@Jonathan Edwards - That's actually not the case. Methylation doesn't always suppress gene expression - it depends what you methylate. Promoter methylation usually suppresses gene expression, whereas methylation of the gene body usually upregulates gene expression - although even that is not that simple, and it can vary between genes. Certain genes in particular are known to increase expression as methylation increases.
See:
http://www.ncbi.nlm.nih.gov/pubmed/25263941
From Nature (
http://www.nature.com/nrg/journal/v13/n7/full/nrg3230.html ):
"DNA methylation is frequently described as a 'silencing' epigenetic mark, and indeed this function of 5-methylcytosine was originally proposed in the 1970s. Now, thanks to improved genome-scale mapping of methylation, we can evaluate DNA methylation in different genomic contexts: transcriptional start sites with or without CpG islands, in gene bodies, at regulatory elements and at repeat sequences. The emerging picture is that the function of DNA methylation seems to vary with context, and the relationship between DNA methylation and transcription is more nuanced than we realized at first. Improving our understanding of the functions of DNA methylation is necessary for interpreting changes in this mark that are observed in diseases such as cancer."

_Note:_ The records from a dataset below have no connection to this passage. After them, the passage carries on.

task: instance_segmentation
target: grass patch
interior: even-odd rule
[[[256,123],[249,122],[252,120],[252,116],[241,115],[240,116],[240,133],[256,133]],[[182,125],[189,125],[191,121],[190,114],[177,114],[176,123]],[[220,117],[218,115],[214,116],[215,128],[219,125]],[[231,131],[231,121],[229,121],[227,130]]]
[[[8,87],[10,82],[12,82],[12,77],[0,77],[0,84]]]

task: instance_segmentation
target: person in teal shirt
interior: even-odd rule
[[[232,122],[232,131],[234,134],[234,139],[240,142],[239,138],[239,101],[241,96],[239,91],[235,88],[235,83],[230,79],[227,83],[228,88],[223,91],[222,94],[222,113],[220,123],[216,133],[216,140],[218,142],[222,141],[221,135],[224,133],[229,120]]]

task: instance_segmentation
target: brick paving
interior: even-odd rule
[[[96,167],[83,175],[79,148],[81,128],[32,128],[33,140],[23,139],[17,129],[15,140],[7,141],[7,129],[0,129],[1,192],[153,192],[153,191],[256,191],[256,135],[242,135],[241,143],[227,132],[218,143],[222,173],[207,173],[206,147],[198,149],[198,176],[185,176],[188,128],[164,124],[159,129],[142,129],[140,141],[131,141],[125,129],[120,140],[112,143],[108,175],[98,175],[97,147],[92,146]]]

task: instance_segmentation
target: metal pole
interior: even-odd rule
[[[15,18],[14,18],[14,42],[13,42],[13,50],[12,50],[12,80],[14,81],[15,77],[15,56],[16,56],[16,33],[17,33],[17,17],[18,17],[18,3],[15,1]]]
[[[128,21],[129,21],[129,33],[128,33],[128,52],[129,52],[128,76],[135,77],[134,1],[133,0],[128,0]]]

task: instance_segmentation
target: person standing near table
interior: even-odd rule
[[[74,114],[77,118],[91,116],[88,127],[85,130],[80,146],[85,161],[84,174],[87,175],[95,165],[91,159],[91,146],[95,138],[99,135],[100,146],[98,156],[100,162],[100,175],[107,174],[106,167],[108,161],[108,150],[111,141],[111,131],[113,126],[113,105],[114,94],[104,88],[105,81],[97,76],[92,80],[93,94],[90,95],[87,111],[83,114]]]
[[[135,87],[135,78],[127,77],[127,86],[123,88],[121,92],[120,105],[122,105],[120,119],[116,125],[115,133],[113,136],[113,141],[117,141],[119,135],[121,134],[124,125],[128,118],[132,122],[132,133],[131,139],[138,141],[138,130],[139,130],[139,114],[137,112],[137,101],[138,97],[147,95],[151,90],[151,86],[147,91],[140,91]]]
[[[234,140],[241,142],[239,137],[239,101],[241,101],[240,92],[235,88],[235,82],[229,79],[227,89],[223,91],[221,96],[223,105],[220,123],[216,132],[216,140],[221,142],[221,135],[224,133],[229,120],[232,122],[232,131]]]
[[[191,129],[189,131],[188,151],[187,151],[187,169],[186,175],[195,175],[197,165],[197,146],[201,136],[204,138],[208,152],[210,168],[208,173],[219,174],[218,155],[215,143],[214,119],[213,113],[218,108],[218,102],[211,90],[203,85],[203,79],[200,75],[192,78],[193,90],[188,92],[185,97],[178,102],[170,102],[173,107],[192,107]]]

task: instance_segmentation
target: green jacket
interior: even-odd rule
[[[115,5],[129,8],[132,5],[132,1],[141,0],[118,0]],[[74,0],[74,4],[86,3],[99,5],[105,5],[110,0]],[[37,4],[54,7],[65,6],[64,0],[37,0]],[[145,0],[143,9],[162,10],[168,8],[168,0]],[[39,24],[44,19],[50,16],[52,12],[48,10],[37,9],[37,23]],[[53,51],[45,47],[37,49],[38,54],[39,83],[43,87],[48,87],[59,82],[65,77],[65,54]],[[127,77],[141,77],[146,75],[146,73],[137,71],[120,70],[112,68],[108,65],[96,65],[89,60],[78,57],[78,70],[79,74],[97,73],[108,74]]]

There are 2 major classes of DNA methyltransferases in humans, DNMT-1 and DNMT-3 (several subtypes). DNMT-1 is the primary active form in mature humans. It functions by methylating hemimethylated CpG islands - i.e. after replication, a CpG island becomes hemimethylated, as one of the original 2 methylated strands goes to each of the 2 new replicated DNA double helices. DNMT-1 recognizes where there was full methylation previously (based on hemimethylated status) and methylates the other strand. So it doesn't really methylate indiscriminately. This is how cells maintain their commitment to a particular lineage - e.g. when an endothelial cell divides, it doesn't become a neuron. The epigenetic imprinting is copied by DMNT-1. Maternal imprinting is copied from cell to cell by this mechanism as well over the course of the organism's life.
DNMT-3 is active early in the development of the organism and much less later on and plays a key role in the commitment of various cell lineages. It will methylate unmethylated and hemimethylated CpG islands.
DNMT-1 can sometimes methylate portions of DNA that are not hemimethylated, but at MUCH lower frequency. This is why having sufficient methyl donors doesn't just lead to completely indiscriminate methylation of DNA and suppress anything and create "zombies." =P
There is evidence that hyperhomocysteinemia can impair the function of DNMT-3 in maintaining methylation, particularly in leukocytes.
Too much methylation isn't necessarily a good thing either - hypermethylation has been linked to cancer through suppression or activation of various genes. Like many things, the ideal balance is somewhere in the middle, and there are tradeoffs on either extreme.
Note that one characteristic of CpG islands is that they are palindromic when considered as double stranded - so if you have it on the sense strand, you have it on the antisense strand, when reading each 5' to 3'. This is why it makes so much sense to methylate them, as the methylation can be propagated as cells divide.
I don't think that adding methyl donors (aka "the methylation protocol") can override normal cell control, but it does allow the cell to maintain methylation patterns as DNA is copied. The key is whether we're discussing de novo or hemimethylated DNA methylation, and which DNA methyltransferases are involved. There is strong mechanistic / theoretical evidence that reducing homocysteine is beneficial in reducing cardiovascular risk, although I'm not aware of a large, high quality study that looked at the endpoint of reduced cardiovascular risk. My endocrinologist and I have discussed this at length, and he's very interested in the topic, and he is strongly of the view that hyperhomocysteinemia is a modifiable risk factor - although he believes elevated LDL cholesterol is NOT! (Statins work, but not for that reason - which is why fibrates and niacin, which lower LDL's, do not lower CHD risk.) I don't think everyone should follow a methylation protocol, and I'm not certain genetic testing is critically important, but I think if you have high serum homocysteine, you should take folic acid, and if that doesn't fix it, take methylated forms + TMG etc. to bring it down.